10000001,66.81,E,,66.52,E,,67.11,E,,67.11,E,,

10000002,67.11,A,,66.52,A,,66.81,A,,66.82,A,,

10000003,69.47,A,,107.73,A,,230.76,A,,228.11,A,,

10000004,69.47,A,,107.73,A,,230.76,A,,228.11,A,,

10000005,231.94,A,,228.4,A,,230.17,A,,233.7,A,,

10000006,25.18,A,,21.95,A,,246.36,A,,247.83,A,,

10000007,259.61,A,,283.45,A,,303.16,A,,313.76,A,,

10000008,325.83,A,,336.72,A,,350.26,A,,354.38,A,,

10000009,358.5,A,,30.27,A,,361.74,A,,366.45,A,,

10000010,365.86,A,,369.39,A,,369.69,A,,368.21,A,,

10000011,371.45,A,,39.69,A,,367.63,A,,369.39,A,,

10000012,371.15,A,,369.68,A,,368.51,A,,369.98,A,,

10000013,370.57,A,,373.51,A,,373.22,A,,369.39,A,,

10000014,370.86,A,,369.98,A,,368.81,A,,365.57,A,,

10000015,364.39,A,,34.68,A,,36.8,A,,284.03,A,,

10000016,309.64,A,,308.76,A,,302.88,A,,296.1,A,,

10000017,286.68,A,,279.91,A,,24.29,A,,189.55,A,,

10000018,190.43,A,,161.59,A,,10.68,A,,114.79,A,,

10000019,108.9,A,,107.14,A,,101.55,A,,98.61,A,,

10000020,94.78,A,,4.49,A,,95.66,A,,92.42,A,,

10000021,84.77,A,,80.94,A,,80.94,A,,80.35,A,,

10000022,80.35,A,,80.35,A,,7.29,A,,77.41,A,,

10000023,77.71,A,,76.82,A,,77.41,A,,7.82,A,,

 

This is the file format and it sure looks ugly so when given to most developers, they get scared how to handle it. In my experience, l wrote custom c# code to read this into a staging table and then extract records into separate tables based on business logic. The file has information at the top about the ESIID of the meter, the read date, read start and read end values, some other information  then the 24 hour readings split into 15 minutes below for that meter. Most often than not, the header information will go into a separate table and the usage goes into another table. Just fyi, this is huge data so its not easy to manage without careful analysis.  I am not going to go deep into the analysis part but l just want to talk about using SQL server output clause using this type of file as illustration. So what is the output clause? Its just a way to get information on rows affected when there is insert, delete, update or merge in sql server. To read more go here http://technet.microsoft.com/en-us/library/ms177564.aspx. I want to talk about the insert part and how to use it for making life easy when handling files like the one above.

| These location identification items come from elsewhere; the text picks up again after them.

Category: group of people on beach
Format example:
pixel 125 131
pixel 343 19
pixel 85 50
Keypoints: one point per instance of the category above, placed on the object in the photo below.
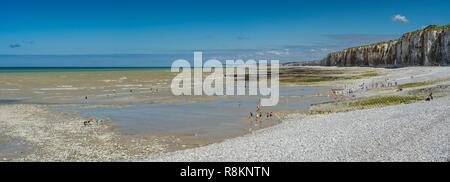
pixel 259 114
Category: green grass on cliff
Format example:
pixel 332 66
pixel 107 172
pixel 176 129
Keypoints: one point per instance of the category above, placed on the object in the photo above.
pixel 317 75
pixel 364 103
pixel 413 84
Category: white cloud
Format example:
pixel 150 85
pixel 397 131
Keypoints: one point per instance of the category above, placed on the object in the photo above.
pixel 400 18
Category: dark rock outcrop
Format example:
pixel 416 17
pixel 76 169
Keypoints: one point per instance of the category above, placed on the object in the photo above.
pixel 426 47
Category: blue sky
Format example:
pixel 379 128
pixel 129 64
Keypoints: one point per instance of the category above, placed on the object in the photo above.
pixel 295 30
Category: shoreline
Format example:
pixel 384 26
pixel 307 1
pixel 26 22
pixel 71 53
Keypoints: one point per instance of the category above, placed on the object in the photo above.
pixel 412 132
pixel 61 137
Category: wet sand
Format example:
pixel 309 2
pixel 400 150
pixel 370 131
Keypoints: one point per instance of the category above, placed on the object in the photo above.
pixel 144 117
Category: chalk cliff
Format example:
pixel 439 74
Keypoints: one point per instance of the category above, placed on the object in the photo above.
pixel 426 47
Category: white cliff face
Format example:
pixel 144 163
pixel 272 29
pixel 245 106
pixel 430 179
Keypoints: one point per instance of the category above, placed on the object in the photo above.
pixel 427 47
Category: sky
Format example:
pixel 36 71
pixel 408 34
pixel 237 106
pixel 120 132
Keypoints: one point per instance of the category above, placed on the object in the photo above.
pixel 289 30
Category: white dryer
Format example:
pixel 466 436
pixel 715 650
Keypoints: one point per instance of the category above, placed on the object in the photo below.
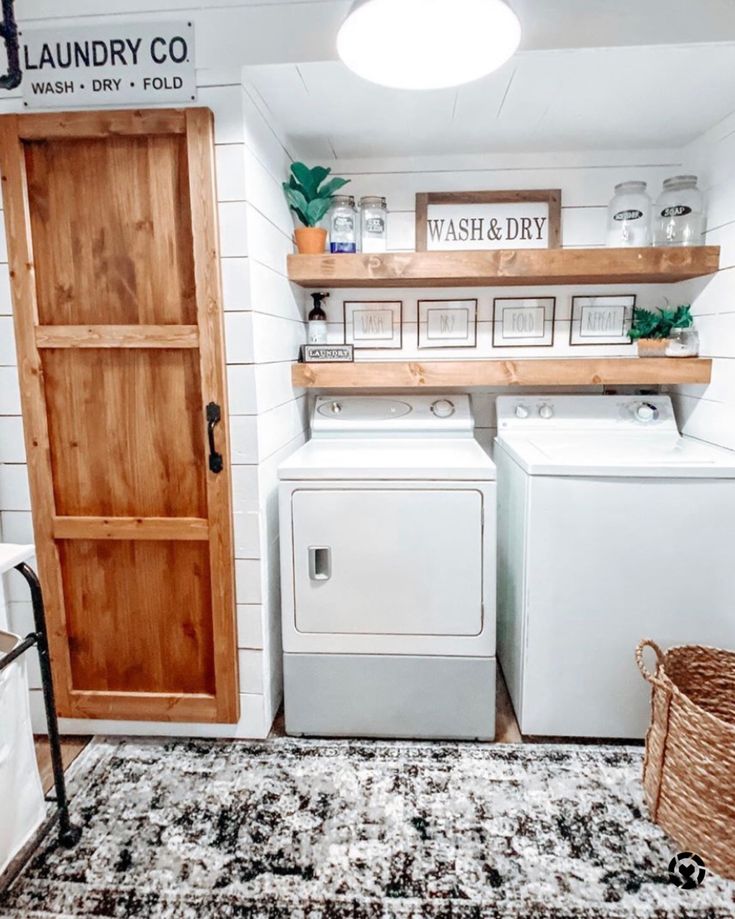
pixel 387 519
pixel 611 528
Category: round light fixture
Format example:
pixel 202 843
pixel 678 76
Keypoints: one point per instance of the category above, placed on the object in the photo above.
pixel 427 44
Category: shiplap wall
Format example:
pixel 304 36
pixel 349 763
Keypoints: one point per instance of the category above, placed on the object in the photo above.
pixel 264 326
pixel 708 412
pixel 586 181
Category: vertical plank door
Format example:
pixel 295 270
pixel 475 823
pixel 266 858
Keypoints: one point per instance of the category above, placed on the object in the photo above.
pixel 111 228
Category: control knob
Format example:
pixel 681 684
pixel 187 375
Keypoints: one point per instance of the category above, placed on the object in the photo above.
pixel 546 411
pixel 646 412
pixel 443 408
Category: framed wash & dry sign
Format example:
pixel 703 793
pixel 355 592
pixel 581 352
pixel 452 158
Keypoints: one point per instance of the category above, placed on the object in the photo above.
pixel 373 323
pixel 601 320
pixel 521 219
pixel 523 322
pixel 447 323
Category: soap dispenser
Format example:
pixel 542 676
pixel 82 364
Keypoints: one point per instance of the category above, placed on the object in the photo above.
pixel 318 321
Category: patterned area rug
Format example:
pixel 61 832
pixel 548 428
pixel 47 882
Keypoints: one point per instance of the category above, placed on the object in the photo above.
pixel 360 830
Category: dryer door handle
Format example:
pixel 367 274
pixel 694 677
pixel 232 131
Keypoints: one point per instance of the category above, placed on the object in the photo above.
pixel 320 563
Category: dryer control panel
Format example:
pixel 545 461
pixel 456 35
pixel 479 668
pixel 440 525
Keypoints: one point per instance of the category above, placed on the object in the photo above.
pixel 585 413
pixel 392 416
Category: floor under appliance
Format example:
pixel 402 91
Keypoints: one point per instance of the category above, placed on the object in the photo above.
pixel 295 829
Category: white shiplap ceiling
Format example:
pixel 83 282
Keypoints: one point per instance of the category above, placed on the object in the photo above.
pixel 580 99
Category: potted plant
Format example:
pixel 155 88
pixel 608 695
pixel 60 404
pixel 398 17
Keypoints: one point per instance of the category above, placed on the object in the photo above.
pixel 309 196
pixel 652 330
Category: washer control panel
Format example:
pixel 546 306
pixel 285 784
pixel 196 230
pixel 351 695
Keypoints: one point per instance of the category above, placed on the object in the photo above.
pixel 585 412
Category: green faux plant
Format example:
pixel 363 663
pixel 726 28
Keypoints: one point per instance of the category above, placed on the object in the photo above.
pixel 649 324
pixel 309 194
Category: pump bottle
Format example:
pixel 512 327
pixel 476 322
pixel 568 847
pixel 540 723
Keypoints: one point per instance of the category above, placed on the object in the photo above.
pixel 318 321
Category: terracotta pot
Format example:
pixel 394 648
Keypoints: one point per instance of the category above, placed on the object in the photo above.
pixel 652 347
pixel 310 240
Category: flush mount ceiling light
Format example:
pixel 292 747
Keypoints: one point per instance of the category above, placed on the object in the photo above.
pixel 427 44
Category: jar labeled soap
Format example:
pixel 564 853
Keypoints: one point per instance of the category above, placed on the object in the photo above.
pixel 373 224
pixel 679 213
pixel 343 224
pixel 629 216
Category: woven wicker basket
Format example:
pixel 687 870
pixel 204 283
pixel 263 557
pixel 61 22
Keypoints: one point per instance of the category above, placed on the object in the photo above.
pixel 689 767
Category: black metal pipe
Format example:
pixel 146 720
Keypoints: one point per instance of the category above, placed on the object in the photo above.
pixel 68 833
pixel 9 34
pixel 8 658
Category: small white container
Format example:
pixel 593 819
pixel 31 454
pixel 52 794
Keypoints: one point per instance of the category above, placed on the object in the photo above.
pixel 373 224
pixel 679 213
pixel 629 216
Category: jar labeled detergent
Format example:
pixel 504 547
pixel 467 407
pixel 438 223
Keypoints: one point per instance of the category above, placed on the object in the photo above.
pixel 343 225
pixel 679 213
pixel 629 216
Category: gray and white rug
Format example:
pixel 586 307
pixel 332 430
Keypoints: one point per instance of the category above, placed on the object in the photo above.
pixel 360 830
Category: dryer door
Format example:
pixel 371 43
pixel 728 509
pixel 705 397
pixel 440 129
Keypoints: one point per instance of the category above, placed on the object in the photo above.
pixel 388 561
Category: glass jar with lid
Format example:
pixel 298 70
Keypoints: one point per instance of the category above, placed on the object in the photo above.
pixel 629 216
pixel 679 213
pixel 373 224
pixel 343 224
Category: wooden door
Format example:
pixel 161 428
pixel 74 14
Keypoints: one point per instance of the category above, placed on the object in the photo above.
pixel 111 228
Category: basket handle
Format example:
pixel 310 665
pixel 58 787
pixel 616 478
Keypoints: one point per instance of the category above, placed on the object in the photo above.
pixel 647 675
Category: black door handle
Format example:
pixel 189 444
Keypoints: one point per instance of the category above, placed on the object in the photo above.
pixel 214 416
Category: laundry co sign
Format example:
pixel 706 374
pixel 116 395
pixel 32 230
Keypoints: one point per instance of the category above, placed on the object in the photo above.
pixel 108 65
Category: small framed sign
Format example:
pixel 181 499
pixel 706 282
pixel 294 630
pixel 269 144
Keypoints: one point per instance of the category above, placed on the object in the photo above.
pixel 601 320
pixel 374 323
pixel 523 322
pixel 447 324
pixel 447 221
pixel 327 354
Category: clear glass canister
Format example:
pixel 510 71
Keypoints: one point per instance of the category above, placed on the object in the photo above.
pixel 679 213
pixel 629 216
pixel 343 224
pixel 373 224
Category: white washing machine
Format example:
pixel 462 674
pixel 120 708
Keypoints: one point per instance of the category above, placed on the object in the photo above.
pixel 387 519
pixel 611 528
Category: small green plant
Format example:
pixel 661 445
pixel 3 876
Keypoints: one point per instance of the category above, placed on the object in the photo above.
pixel 649 324
pixel 308 193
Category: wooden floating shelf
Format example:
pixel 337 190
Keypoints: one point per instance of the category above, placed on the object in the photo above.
pixel 505 267
pixel 539 372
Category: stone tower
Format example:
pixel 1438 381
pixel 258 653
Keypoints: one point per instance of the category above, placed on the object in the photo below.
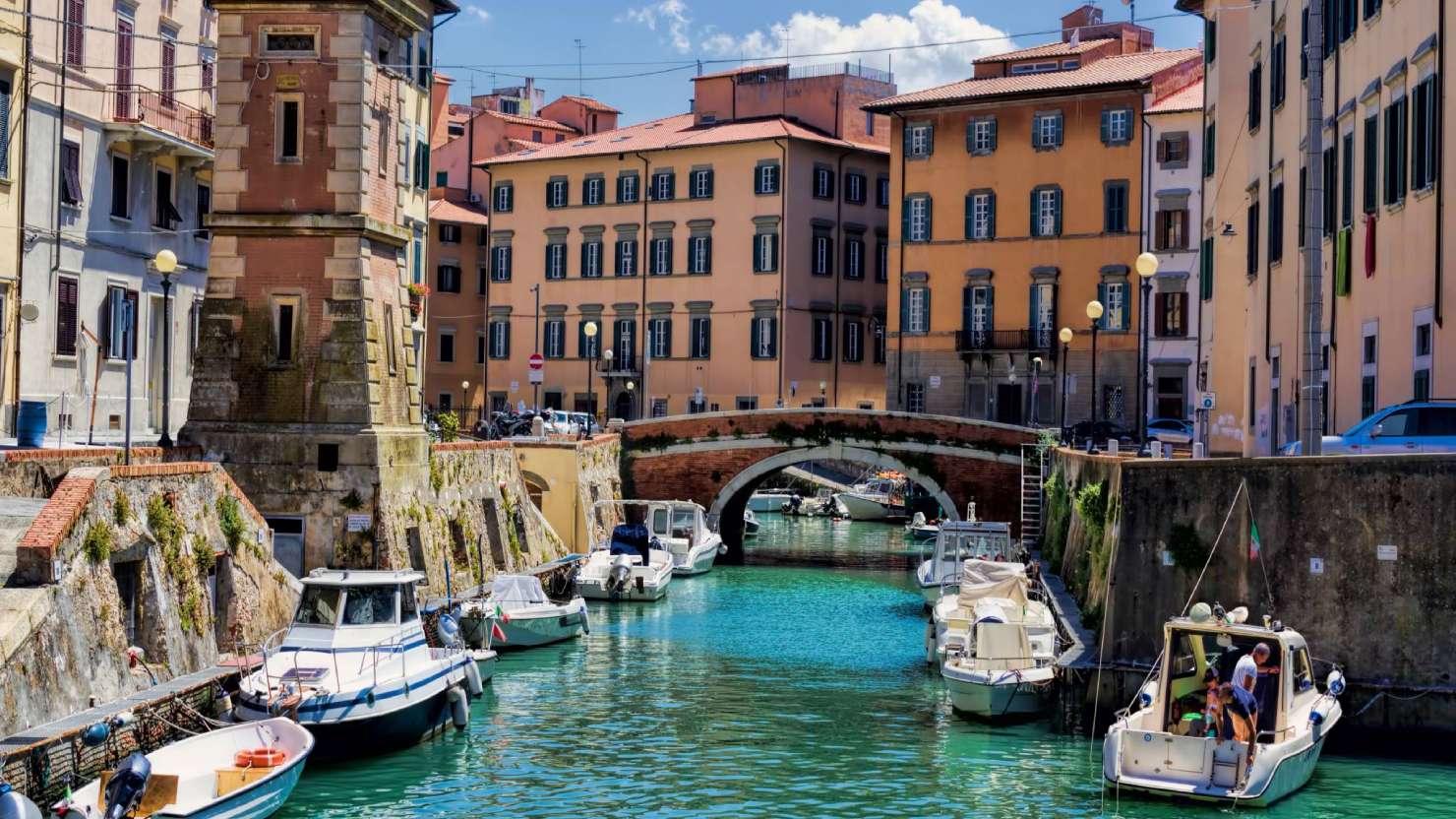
pixel 306 381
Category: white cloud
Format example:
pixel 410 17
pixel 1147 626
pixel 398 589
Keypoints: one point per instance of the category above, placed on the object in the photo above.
pixel 929 21
pixel 672 15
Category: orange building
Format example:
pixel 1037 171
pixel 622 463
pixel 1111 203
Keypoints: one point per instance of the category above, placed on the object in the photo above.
pixel 731 257
pixel 979 293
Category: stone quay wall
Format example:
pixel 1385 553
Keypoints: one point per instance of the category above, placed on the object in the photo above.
pixel 1358 554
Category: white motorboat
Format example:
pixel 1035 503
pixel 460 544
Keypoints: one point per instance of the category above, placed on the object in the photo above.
pixel 879 499
pixel 524 615
pixel 242 771
pixel 1162 746
pixel 630 563
pixel 955 542
pixel 354 666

Assume l have two tables with the following attributes.

Header(HeaderID, ESIID, ReadStartDate, ReadEndDate, ReadStart, ReadEnd)

Usage(HeaderID,hour, usage1,usage2,usage3,usage4)

So for example, records in the tables will look like this

Header table:

HeaderID        ESIID                    ReadStartDate         ReadEndDate            ReadStart               ReadEnd

I                      10002020             201311170000      201311172359          0                                 10000

 

Usage table:

HeaderID       hour                usage1             usage2     usage3              usage4

1                         1                            1                      1                1                            10

1                         2                          10                       11            10                         10

1                         3                            10                       1             10                         10

1                         4                            10                       10             10                         10

1                         5                            1                       10             11                        10

1                         6                            10                       1             10                         10

1                         7                            11                      10             10                         10

1                         8                           10                       10             10                         10

1                         9                            10                       10             10                         10

1                         10                            10                       10             10                         10

1                         11                           10                       10             10                         10

1                         12                           10                       10             10                         10

1                         13                           10                       10             10                         10

1                         14                           10                       10             10                         10

1                         15                           10                       10             10                         10

1                         16                           10                       10             10                         10

1                         17                           10                       10             10                         10

1                         18                          10                       10             10                         10

1                         19                           10                       10             10                         10

1                         20                           10                       10             10                         10

1                         21                           10                       10             10                         10

1                         22                           10                       10             10                         10

1                         23                           10                       10             10                         10

1                         24                           10                       10             10                         10

So the header table has information for the meter coming from the top of each record and the usage table has the 15 minutes readings for each hour up to the 24 hours of the day. Look at this data alone tells you how huge data you will process when you have millions of customers coming in these files. You realize the header table is related to the usage table so we can identify the meter to which the usage belongs.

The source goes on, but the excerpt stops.